バッハイグの視線はシルヴィナの手元に注がれた。
「なんだその本は? 貴様、勝手に町に下りたのか?」
「ご安心を。正体がばれるようなお間抜けはしておりませんので」
「当たり前だ。貴様の行動で俺たち《ザンダ一味》の存続が左右されてたまるか」
シルヴィナは巨大な丸眼鏡に指を添えつつ攻撃的に言い返した。対するバッハイグも苦々しさを全開にして言い放つ。同じ《ザンダ一味》と言えど、二人は犬猿の仲だった。

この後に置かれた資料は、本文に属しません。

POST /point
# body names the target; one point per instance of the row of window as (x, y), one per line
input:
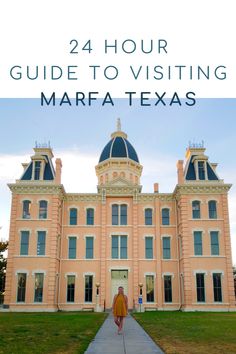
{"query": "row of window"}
(217, 287)
(119, 249)
(42, 211)
(119, 213)
(88, 289)
(38, 287)
(119, 245)
(41, 243)
(214, 240)
(212, 209)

バッハイグの言い分は至極当然だが、シルヴィナはどうにもバッハイグが好きになれなかった。口にすることの一々が攻撃的で癪に障る。
「シルヴィナを責めるな」
二人の険悪さを諫めるように重厚な声が割りこんできた。いつからそこにあったのだろうか? シルヴィナの背後に巨大な壁がそそり立っていた。
その壁の頂上付近から二つの光源、両目がシルヴィナを見下ろしていた。縦横に枝葉が重なる緑の天蓋、そこに顔が隠れてしまいそうなほどの規格外な巨体を有する男だ。長身のバッハイグが子供ほどもある樽の上に立って、ようやく視線が水平になる。

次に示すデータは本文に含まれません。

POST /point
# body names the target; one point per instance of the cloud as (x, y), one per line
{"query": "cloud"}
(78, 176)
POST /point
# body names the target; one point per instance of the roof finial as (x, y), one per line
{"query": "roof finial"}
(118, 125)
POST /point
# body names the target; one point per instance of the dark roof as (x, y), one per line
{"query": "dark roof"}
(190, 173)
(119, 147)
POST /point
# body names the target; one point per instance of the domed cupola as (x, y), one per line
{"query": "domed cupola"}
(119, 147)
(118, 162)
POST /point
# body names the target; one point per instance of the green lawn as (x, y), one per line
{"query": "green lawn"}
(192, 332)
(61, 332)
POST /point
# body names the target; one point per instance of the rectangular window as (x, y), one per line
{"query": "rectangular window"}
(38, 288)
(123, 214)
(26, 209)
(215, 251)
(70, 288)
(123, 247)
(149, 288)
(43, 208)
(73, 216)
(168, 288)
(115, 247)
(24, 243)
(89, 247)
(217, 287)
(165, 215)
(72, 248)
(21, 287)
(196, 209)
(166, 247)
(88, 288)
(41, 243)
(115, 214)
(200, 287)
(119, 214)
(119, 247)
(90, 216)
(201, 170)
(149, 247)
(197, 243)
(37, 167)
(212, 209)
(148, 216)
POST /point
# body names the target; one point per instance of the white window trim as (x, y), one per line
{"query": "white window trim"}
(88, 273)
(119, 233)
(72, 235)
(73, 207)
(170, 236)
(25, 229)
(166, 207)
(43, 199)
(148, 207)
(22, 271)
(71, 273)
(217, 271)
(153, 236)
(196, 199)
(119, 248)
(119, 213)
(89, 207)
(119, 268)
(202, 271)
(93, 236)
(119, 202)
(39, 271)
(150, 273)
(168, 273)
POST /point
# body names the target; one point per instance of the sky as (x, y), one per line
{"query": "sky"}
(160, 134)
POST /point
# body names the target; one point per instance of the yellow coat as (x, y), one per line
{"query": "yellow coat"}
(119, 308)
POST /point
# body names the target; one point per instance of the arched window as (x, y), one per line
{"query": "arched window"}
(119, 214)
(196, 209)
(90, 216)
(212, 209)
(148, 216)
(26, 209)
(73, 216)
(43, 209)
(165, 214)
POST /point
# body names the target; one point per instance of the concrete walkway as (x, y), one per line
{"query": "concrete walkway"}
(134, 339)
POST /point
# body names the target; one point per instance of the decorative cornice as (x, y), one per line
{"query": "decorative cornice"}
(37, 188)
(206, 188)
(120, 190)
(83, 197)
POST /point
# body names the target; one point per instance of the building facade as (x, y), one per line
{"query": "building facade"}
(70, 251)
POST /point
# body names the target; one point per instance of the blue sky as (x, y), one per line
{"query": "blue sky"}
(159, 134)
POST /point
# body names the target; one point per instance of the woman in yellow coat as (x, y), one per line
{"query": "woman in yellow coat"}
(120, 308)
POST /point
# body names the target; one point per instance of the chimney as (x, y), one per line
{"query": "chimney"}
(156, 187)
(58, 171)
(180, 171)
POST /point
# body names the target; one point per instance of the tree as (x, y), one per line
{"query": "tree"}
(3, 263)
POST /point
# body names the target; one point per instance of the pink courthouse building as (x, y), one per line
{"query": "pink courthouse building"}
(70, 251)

鎧のように堅牢な鱗で全身を覆った怪獣人、《ザンダ一味》の長、ザンダ・バルカニヤンが音もなくその場に現れていた。
「俺たちは望まずに人間社会の外へと追いやられ、こんな僻地で生活しているのだ。誰もが人間社会との繫がりを求めて当然。できることなら人間社会へ戻りたいと願っているし、機会があるのならそうするべきだ」
「人間どもに追い出された怪獣人の言葉じゃないな」
諭すように説くザンダに、バッハイグは鼻を鳴らして皮肉を返す。
「だが、ここは首領の顔を立てて引き下がってやろう」
『やーい、負け惜しみ野郎』と言いたくなるのを、シルヴィナは口を手で塞ぐことで留まった。ザンダが『喧嘩両成敗』の視線でシルヴィナを睨んでいたからだ。
「首領は子供を叱るお父さんのようですね」
「俺にとっちゃ、この《ザンダ一味》はどでかい家族みたいなもんだ。バッハイグは兄さん、シルヴィナは妹だな」
勝手に嫌いな相手の妹にされて、シルヴィナは反抗期の子供のようにむすっとした表情を浮かべる。「ふん、ガキめ」とバッハイグが鼻を鳴らし、シルヴィナの不機嫌度合いはさらに深くなっていった。

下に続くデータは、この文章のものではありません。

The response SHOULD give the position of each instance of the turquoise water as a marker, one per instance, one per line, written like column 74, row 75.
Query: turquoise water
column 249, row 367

「ところでその『首領』という呼び名、やめてはくれぬか? 俺はそんなに偉くはない。その上、最近ではこの隠れ里を《ザンダ一味》と呼んでいるそうではないか」
「それこそ、首領がこの隠れ里をまとめている証拠だろうが」
バッハイグはぶっきらぼうな口調で喋り始めた。先に言われてしまったシルヴィナは、口を開きかけたままで固まっている。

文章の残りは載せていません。